The Chilean peso has depreciated by some 45% since the beginning of 2013. Economic growth has been sluggish,at less than 2% a year. Chileans are becoming fearful that the prosperity that has been created during the past generation is now under threat.
President Bachelet will end her tenure in 2017. She won election with 62% of the vote. Her approval is now down to 25%. Calls for her resignation have been so far ignored,but she is not permitted by the Constitution to serve another consecutive term. Despite her efforts to modify the Constitution,it will probably not be completed under her presidency. Change will arrive in Chile soon enough.
Ecuador was roiling with protests this past summer and President Correa has been forced to slash growth prospects for the rapidly cooling economy. Correa has angered many voters over the introduction of two new controversial tax laws. One is to be placed on capital gains from real estate at a rate of 75% and the other is levied on inheritance at 77.5%.
The legislation on inheritance was so unpopular,that the President has temporarily shelved the bill. These were designed to replace some of the lost oil revenue. Since 95% of the businesses in the country are family owned,this measure would have a tremendous impact on the economy of Ecuador.
The protesters are comparing these recent steps to what has happened in Venezuela and President Correa with Hugo Chavez. The President has also moved to consolidate his power by making changes to the constitution and packing the nations highest court with his allies. He has also attacked dissidents and attempted to silence free speech through various methods.
Mr. Correa won an unprecedented third term in 2013 and will try to introduce an amendment,that would eliminate presidential term limits before 2017. There is speculation that he will then stand for a fourth term.
Venezuelan President Maduro has presided over a collapsing economy,since the death of Chavez. The streets protests are growing ever larger and he is rapidly running out of options,as the country now has the highest inflation in the world. In 2016 it is expected to be 161%. The national currency has become almost worthless. The government has a number of rather large debts due at the end of this year and throughout 2016,that it will be hard pressed to repay.
The Venezuelan economy shrunk 4% in 2014, is expected to contract 6.6% in 2015 and another 2.9% in 2016. The government stopped reporting most economic data in December of 2014. Shortages for basic goods are accelerating and there have been increasing reports of looting and other civil disorder in different areas of the country.
The parliamentary elections in December promise to be difficult for the increasingly unpopular leader. According to polls, the fragmented opposition has a real chance of gaining control over the Congress.

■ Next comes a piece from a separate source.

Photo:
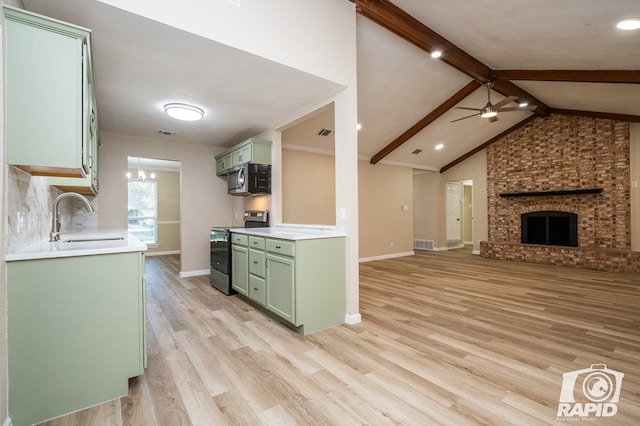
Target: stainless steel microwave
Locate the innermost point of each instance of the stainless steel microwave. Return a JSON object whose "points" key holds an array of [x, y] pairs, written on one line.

It must be noted that the present electoral system favors rural areas,where support of the government remains higher than in the cities. So even if the opposition can muster more than 50% of the vote,it may still be unable to topple the present government.
As the economic situation in South America continues to deteriorate,it will propel voters to demand changes from their political leaders who represent them. It will force many leaders from office who are either unable or unwilling to move in a new direction. The way forward is sound fiscal and tax policy that encourages investment and growth.